Another feature that helps us is Copy. Copy is a trait that simply means "if you memcpy this value, you get an identical, valid value back out." Lots of Rust builtin types implement Copy (think, i32, bool, that sort of thing) and any struct can implement Copy if all its members do.
fn main() {
let x = 10u32; // u32 implements Copy
square(x); // Implicitly make a new, anonymous u32 and pass it in
// The original x is still available here; the copy was consumed
}
fn square(x: u32) -> u32 {
// We own this u32 and will drop it
x * x
}
// This struct can be Copy because all its members are
#[derive(Copy)]
struct PointXY {
x: i32,
y: i32
}
There's a similar trait, Clone, that lets you define a method that creates a new value. It behaves similarly in that if you pass a clone to something the original value is unaffected, but because calling clone() is potentially slower than the compiler inserting a memcpy, you have to explicitly call clone() so performance problems aren't hidden in implicit code.

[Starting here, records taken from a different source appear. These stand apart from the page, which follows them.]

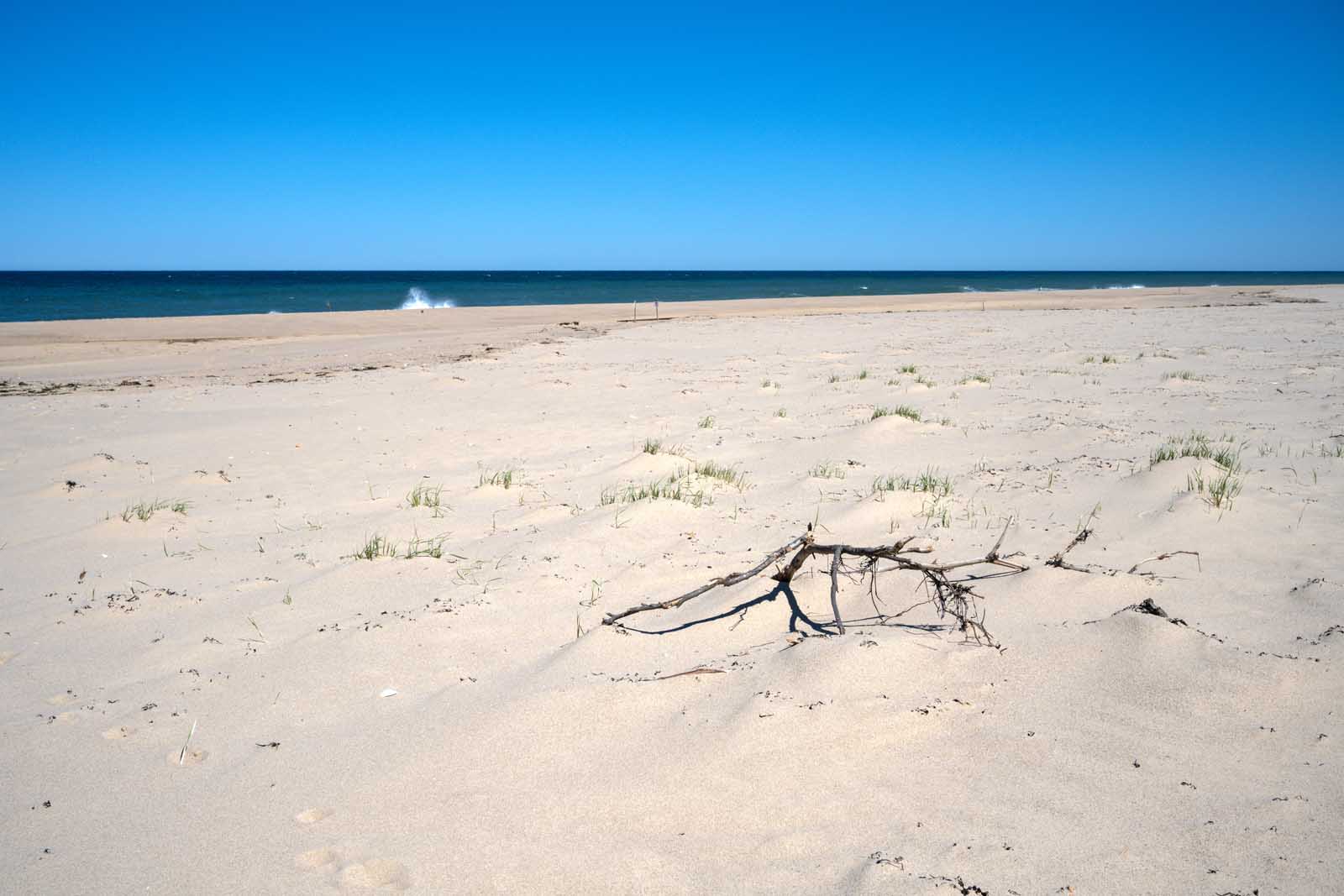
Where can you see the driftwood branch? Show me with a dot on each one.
(774, 557)
(948, 595)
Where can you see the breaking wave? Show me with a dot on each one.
(418, 298)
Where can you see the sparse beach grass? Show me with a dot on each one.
(504, 479)
(427, 496)
(900, 410)
(375, 546)
(143, 511)
(931, 481)
(827, 470)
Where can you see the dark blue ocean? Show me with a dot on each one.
(30, 296)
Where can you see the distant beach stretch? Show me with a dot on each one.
(33, 296)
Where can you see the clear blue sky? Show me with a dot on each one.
(390, 136)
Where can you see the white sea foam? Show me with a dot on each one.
(417, 298)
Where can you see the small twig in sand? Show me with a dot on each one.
(181, 757)
(1166, 557)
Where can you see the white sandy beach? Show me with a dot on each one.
(528, 748)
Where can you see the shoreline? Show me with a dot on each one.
(336, 622)
(91, 351)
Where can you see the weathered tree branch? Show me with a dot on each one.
(714, 584)
(947, 595)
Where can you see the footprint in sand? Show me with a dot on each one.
(315, 859)
(192, 758)
(375, 872)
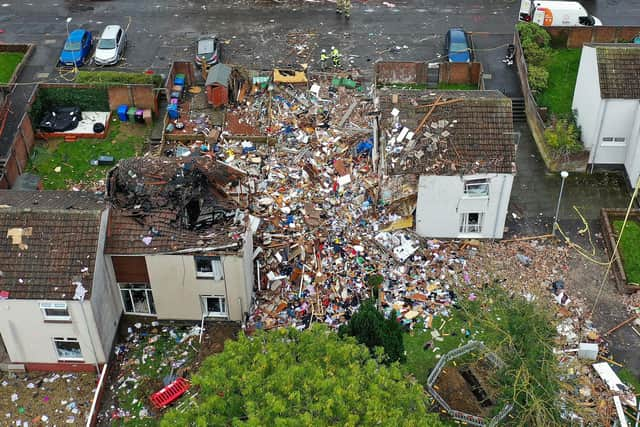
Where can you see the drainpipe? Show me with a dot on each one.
(93, 348)
(495, 225)
(242, 322)
(601, 114)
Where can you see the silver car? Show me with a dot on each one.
(111, 46)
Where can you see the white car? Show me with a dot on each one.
(111, 46)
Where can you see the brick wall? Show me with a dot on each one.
(400, 72)
(460, 73)
(18, 157)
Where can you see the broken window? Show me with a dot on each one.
(67, 349)
(610, 141)
(209, 267)
(471, 222)
(476, 188)
(137, 298)
(214, 306)
(55, 311)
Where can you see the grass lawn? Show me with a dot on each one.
(8, 63)
(454, 86)
(630, 249)
(563, 72)
(125, 140)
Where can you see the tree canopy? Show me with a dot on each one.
(292, 378)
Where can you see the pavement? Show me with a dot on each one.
(535, 193)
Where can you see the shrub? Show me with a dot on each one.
(87, 99)
(563, 137)
(370, 328)
(538, 78)
(534, 53)
(533, 32)
(117, 77)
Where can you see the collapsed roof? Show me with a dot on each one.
(165, 205)
(465, 132)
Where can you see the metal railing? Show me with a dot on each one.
(460, 415)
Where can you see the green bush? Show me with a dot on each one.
(538, 78)
(87, 99)
(370, 328)
(534, 53)
(117, 77)
(563, 137)
(533, 32)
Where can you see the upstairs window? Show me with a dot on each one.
(209, 268)
(476, 188)
(55, 311)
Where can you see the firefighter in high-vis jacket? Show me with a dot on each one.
(344, 7)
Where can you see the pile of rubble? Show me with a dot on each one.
(46, 398)
(150, 357)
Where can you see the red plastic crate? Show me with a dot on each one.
(170, 393)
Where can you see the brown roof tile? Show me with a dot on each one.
(472, 135)
(618, 71)
(62, 248)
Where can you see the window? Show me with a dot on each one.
(610, 141)
(214, 306)
(471, 222)
(476, 188)
(68, 348)
(209, 267)
(137, 298)
(55, 311)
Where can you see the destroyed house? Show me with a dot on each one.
(606, 103)
(58, 310)
(460, 145)
(177, 239)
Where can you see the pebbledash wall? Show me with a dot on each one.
(28, 337)
(177, 290)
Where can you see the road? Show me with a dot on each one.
(256, 32)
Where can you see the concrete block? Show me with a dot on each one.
(588, 351)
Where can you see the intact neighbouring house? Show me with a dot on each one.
(54, 253)
(459, 146)
(562, 37)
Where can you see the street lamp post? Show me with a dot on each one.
(564, 175)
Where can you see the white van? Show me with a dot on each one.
(556, 14)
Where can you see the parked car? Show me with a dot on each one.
(111, 46)
(76, 49)
(457, 45)
(207, 51)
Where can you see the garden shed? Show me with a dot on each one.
(218, 85)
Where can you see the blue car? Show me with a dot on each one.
(457, 45)
(76, 49)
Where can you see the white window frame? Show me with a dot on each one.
(67, 359)
(466, 228)
(219, 268)
(125, 287)
(225, 313)
(611, 141)
(44, 306)
(476, 183)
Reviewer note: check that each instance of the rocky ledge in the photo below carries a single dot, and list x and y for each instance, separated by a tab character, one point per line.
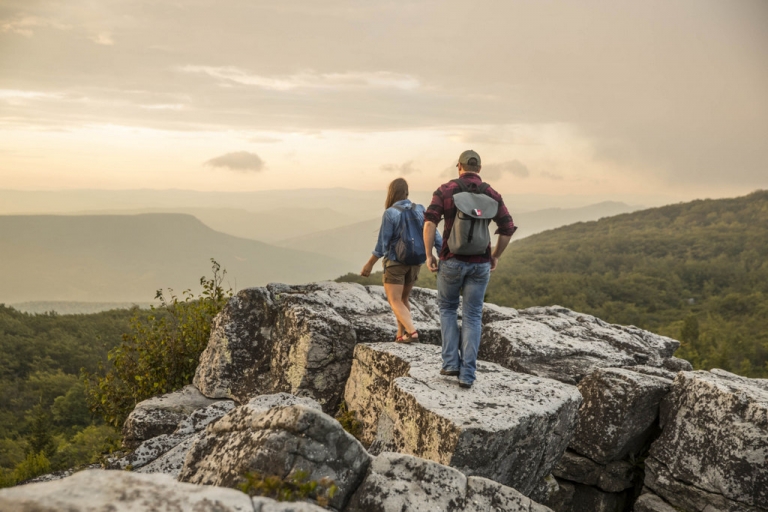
607	409
509	427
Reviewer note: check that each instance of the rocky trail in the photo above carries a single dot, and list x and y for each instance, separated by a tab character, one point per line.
569	414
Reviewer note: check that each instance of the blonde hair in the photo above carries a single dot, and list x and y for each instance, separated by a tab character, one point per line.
397	191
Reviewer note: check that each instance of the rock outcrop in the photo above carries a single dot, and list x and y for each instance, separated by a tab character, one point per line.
279	356
510	427
713	448
300	339
280	441
397	482
619	413
564	345
162	414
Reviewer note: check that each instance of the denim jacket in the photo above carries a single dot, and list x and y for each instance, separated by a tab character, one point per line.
389	234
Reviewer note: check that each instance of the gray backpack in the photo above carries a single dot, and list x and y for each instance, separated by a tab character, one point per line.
474	210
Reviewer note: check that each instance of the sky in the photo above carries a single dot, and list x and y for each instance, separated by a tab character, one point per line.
648	101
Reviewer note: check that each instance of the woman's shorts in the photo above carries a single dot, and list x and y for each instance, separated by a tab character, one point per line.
401	274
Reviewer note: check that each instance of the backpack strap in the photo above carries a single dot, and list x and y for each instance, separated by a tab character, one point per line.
464	188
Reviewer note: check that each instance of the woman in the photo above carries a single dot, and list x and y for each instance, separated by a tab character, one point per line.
398	277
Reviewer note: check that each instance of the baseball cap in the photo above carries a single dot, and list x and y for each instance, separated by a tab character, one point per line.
467	155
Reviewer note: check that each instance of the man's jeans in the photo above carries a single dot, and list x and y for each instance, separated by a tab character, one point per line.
469	280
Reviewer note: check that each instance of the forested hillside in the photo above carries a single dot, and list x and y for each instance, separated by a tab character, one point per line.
694	271
43	402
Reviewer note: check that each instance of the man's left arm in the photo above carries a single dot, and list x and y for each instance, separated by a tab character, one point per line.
505	229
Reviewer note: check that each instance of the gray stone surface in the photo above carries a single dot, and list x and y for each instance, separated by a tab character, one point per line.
299	339
161	414
509	427
561	344
713	448
121	491
651	503
686	496
398	482
615	476
277	441
619	413
166	453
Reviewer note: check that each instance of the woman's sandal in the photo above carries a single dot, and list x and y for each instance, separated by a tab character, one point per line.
409	337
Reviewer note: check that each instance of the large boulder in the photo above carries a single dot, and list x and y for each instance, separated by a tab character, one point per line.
280	441
619	413
397	482
561	344
162	414
616	476
509	427
713	448
121	491
165	453
300	339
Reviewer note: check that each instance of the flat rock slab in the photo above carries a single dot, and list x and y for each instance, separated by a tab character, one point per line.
615	476
619	413
397	482
165	453
564	345
509	427
162	414
300	339
121	491
713	448
277	442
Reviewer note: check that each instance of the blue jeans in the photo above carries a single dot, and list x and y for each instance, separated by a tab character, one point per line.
467	280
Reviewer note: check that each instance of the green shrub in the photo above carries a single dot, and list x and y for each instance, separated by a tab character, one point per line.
349	421
296	486
35	464
160	353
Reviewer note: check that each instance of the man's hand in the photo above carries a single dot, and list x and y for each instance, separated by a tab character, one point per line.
431	263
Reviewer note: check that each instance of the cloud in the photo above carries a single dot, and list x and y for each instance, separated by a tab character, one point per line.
241	161
103	38
309	79
514	167
264	140
404	169
552	176
23	25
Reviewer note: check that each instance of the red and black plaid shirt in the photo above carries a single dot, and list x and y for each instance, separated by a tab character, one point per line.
442	207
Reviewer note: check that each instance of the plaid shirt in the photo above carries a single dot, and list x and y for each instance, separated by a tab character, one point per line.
442	206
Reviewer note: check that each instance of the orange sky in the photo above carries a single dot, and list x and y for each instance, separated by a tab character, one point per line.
599	98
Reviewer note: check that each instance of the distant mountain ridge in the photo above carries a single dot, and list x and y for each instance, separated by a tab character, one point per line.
125	258
355	242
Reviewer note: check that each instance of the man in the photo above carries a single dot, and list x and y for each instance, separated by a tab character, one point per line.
463	274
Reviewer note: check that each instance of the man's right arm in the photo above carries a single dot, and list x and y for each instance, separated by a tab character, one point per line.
429	241
431	219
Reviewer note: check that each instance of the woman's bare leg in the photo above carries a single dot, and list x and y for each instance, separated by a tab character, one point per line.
401	311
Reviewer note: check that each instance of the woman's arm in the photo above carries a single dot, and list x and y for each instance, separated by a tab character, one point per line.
368	267
382	244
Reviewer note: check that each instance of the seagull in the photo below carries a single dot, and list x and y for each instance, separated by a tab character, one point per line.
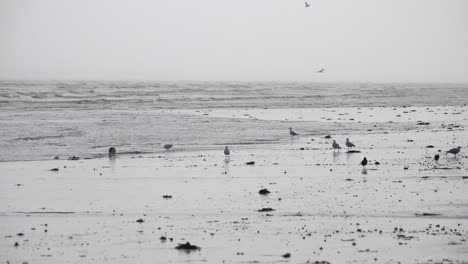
336	146
292	133
349	144
112	151
454	151
364	162
168	146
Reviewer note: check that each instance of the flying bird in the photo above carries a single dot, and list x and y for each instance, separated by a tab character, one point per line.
349	144
336	146
454	151
364	162
292	133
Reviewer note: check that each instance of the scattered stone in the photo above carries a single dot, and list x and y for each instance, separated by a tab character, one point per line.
268	209
187	246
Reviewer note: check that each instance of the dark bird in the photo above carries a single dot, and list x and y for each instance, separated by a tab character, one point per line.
112	151
364	162
336	146
454	151
167	146
292	133
349	144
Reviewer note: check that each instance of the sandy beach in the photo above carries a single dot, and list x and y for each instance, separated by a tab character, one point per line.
325	206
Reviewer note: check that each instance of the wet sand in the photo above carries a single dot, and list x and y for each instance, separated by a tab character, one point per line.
325	206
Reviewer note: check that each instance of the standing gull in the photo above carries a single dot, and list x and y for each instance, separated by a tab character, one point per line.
454	151
167	146
292	133
336	146
227	152
364	162
349	144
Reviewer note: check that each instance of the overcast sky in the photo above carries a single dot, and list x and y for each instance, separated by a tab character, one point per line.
271	40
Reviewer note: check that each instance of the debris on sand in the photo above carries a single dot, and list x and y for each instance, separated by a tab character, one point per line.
426	214
187	246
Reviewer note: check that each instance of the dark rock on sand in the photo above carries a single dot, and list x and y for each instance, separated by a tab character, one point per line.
268	209
187	246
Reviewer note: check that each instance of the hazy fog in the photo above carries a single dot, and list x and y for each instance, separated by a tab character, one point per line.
355	40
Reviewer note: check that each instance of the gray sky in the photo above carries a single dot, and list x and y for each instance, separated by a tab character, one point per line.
355	40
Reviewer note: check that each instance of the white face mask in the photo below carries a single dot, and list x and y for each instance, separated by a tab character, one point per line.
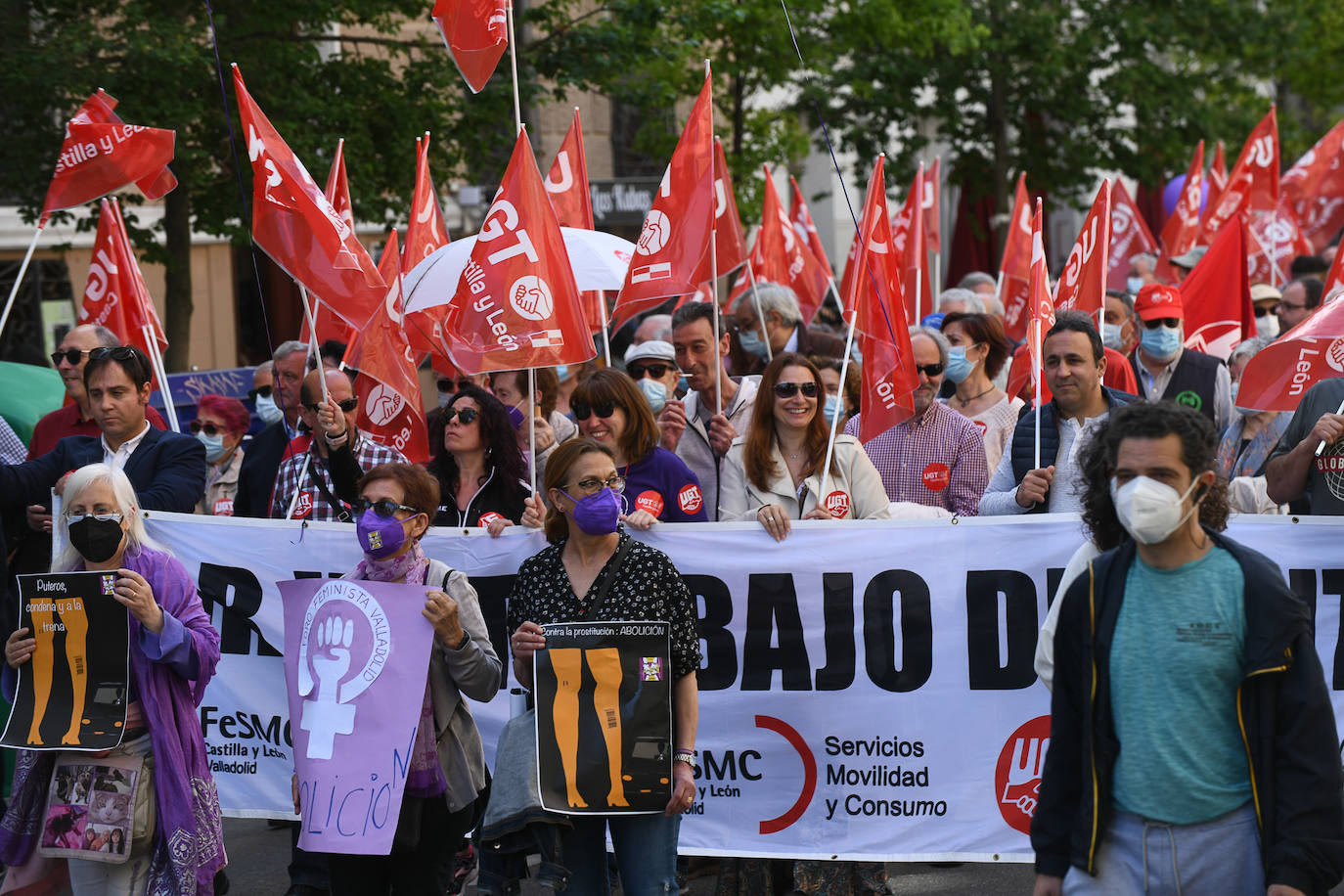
1149	510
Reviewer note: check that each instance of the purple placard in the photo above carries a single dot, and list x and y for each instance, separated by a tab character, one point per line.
356	657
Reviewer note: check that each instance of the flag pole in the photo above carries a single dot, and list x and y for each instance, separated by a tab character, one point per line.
18	280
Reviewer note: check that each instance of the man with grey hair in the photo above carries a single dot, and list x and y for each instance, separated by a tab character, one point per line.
780	327
272	445
937	457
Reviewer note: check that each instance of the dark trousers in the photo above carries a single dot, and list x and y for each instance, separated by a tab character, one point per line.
424	870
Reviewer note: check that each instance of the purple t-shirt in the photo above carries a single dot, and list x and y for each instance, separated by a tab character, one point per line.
664	486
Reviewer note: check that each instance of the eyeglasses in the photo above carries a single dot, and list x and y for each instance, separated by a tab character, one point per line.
582	410
466	416
70	355
640	371
789	389
383	507
592	485
347	406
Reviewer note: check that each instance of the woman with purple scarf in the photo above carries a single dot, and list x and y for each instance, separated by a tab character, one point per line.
448	763
173	650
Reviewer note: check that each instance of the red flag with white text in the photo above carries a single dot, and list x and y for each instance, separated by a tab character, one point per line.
387	385
1129	236
298	229
516	304
1217	295
1082	284
476	35
675	240
1315	188
101	154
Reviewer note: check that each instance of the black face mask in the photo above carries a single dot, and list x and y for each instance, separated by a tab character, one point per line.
96	540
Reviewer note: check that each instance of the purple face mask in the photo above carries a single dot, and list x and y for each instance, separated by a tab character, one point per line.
381	536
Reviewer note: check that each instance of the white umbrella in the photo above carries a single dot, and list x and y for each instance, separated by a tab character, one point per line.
599	259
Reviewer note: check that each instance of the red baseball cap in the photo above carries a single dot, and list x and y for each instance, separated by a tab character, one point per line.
1159	299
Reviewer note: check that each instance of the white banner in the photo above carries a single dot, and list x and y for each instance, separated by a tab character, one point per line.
867	688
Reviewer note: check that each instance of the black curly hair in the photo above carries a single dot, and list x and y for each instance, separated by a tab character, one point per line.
1148	421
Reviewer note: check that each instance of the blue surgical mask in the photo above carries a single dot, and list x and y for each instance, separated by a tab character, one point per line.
1161	342
959	367
654	392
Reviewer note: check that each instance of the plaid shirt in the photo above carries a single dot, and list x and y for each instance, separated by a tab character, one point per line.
291	477
934	458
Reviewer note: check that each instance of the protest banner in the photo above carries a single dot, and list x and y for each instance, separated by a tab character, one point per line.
614	758
356	655
71	694
867	688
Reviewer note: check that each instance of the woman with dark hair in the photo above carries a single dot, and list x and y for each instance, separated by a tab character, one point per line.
480	470
582	488
775	471
658	486
977	355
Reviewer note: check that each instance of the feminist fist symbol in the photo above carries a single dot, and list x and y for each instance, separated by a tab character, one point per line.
327	716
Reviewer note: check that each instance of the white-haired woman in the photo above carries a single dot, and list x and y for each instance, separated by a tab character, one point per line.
173	650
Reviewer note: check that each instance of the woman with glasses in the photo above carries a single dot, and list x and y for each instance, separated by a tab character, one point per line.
560	585
478	467
448	763
773	474
658	486
221	425
173	650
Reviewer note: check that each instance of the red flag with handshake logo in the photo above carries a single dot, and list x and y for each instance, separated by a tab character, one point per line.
516	304
298	229
103	154
675	241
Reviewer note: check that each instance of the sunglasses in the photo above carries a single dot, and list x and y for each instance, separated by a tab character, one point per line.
789	389
70	355
383	507
347	406
582	411
208	428
640	371
467	416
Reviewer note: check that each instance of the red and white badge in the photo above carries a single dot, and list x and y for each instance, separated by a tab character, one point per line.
650	501
937	475
690	499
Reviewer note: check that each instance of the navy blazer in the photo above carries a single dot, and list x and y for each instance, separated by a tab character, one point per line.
167	470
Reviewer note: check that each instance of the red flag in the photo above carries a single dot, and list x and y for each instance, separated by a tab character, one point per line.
298	229
1181	234
103	154
426	230
1082	285
1041	313
1218	297
476	35
517	305
781	256
114	294
1253	186
387	385
874	298
1015	270
1315	188
807	229
675	238
1279	374
1129	236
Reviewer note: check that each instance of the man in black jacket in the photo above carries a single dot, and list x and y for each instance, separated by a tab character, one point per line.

The Rust standard library contains several utilities that help with memory also, and one more is Arc, letting you use reference-counted pointers to things:
fn main() {
let s = Arc::new(vec![0u8; 1000000]); // A ref-counted pointer to some bytes
// Cloning the Arc is very fast because it just increments the reference
// count, it doesn't copy the actual Vec:
baz(s.clone());
baz(s);
}
fn baz(s: Arc<Vec<u8>>) {
// We own (and will drop) the Arc, but dropping it just decrements
// the counter. We haven't copied the Vec at all:
println!("{}", s[0])
}
There are other tools like Cow and Box and so on, and other subtleties around thread safety, but this should give you a pretty good idea of how it works. By enforcing ownership of memory like this, Rust stops most memory leaks and all use-after-free errors and race conditions. Which is not to say that it's impossible to write memory bugs in Rust code, but it gives you more assurances, without the overhead of a garbage collector.